Back in January, Apple quietly released the iOS 6.1 firmware for an Apple TV device with code name J33I (the code name of the third generation Apple TV is J33).
Code references in the iOS 6.1 firmware indicated that the new Apple TV device will be powered by Apple’s A5X chip and use the same WLAN+Bluetooth antenna/chip combo that has been used in iPhone 5. The dual-core A5X chip with quad-core graphic powered the third generation iPad (or the new iPad), which was discontinued last year.
It was widely speculated that Apple is planning a similar approach, by using the A5X processor in the new Apple TV, it will test the platform and later ramp up production of the A5X processor for the next generation iPad mini. It also meant that the quad-core graphics of the A5X processor could be used to power next iPad mini’s Retina Display.

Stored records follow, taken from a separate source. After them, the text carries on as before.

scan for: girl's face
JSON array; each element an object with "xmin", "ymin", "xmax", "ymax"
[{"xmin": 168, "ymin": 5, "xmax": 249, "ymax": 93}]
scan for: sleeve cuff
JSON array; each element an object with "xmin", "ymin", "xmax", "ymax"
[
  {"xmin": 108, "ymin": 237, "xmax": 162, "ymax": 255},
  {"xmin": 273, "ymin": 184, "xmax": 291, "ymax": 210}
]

Unfortunately, those speculations may not be accurate as MacRumors has discovered that the tweaked Apple TV that have now started hitting Apple’s retail store, does not contain an A5X chip. It is actually powered by a A5 chip like its predecessor, but is even smaller than the previous one.

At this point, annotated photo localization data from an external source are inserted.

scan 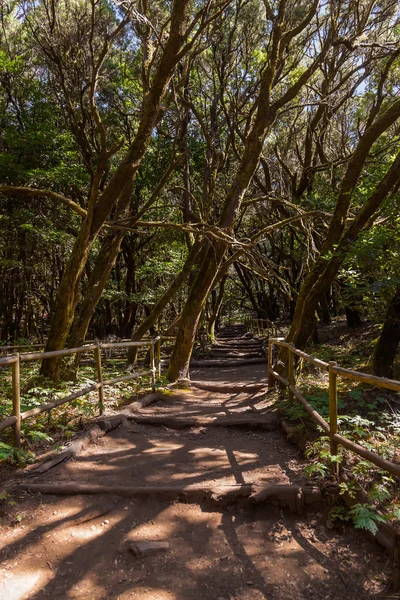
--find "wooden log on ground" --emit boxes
[214,342,262,348]
[127,414,278,431]
[190,357,266,368]
[190,381,265,394]
[120,392,160,414]
[249,484,322,511]
[208,352,264,359]
[29,415,124,475]
[20,482,320,511]
[22,482,257,500]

The original A5 chip introduced in 2011 for the iPad 2 was built on a 45-nanometer process, measuring 10.09 mm by 12.15 mm, while the first die-shrunk A5 introduced in 2012 for the third-generation Apple TV and the tweaked iPad 2 measured 41% smaller at 8.19 mm by 8.68 mm.
This new A5 found in the tweaked third-generation Apple TV is considerably smaller still, with our measurements putting the chip at just 6 mm by 6 mm.

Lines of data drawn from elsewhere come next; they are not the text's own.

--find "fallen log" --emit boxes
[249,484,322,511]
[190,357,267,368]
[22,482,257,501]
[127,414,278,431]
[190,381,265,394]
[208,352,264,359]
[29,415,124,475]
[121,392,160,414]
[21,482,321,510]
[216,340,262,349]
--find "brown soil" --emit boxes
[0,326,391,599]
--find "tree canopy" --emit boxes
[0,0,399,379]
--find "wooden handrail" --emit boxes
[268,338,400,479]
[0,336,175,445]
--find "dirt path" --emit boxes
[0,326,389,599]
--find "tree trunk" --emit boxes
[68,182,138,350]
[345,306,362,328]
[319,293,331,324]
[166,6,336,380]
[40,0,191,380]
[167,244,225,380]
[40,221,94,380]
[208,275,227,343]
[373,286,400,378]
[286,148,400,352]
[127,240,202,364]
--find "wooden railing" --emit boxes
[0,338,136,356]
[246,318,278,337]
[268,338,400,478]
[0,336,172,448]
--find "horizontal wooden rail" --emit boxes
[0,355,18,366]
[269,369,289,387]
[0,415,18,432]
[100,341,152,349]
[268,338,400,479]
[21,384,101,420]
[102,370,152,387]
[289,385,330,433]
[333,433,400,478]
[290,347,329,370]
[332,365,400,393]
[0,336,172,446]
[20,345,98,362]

The smaller A5 chip has sparked off speculation that Apple may be piloting a 28-nanometer process from Taiwan Semiconductor Manufacturing Company (TSMC), the world’s largest contract chip manufacturer. If that’s indeed true then the new die-shrunk A5 chip would make it the first chip to be manufactured by a company other than Samsung.
Apple has already taken steps to reduce its reliance on Samsung with A6 system-on-chip. Apple did not work with the Korean company on the development of its new A6 processor, which powers iPhone 5 and simply uses them as a foundry to manufacture the chip. Samsung had contributed to the design and development of processors used in previous generation iPhones. So the next logical step seems to be to also move manufacturing to another foundry operator like TSMC or even Intel.
There have also been rumors that Apple has signed a deal with TSMC for the production of A7 quad-core processors that could be used in iOS devices in 2014.
Samsung better watch out, Apple seems to be very serious about moving its business.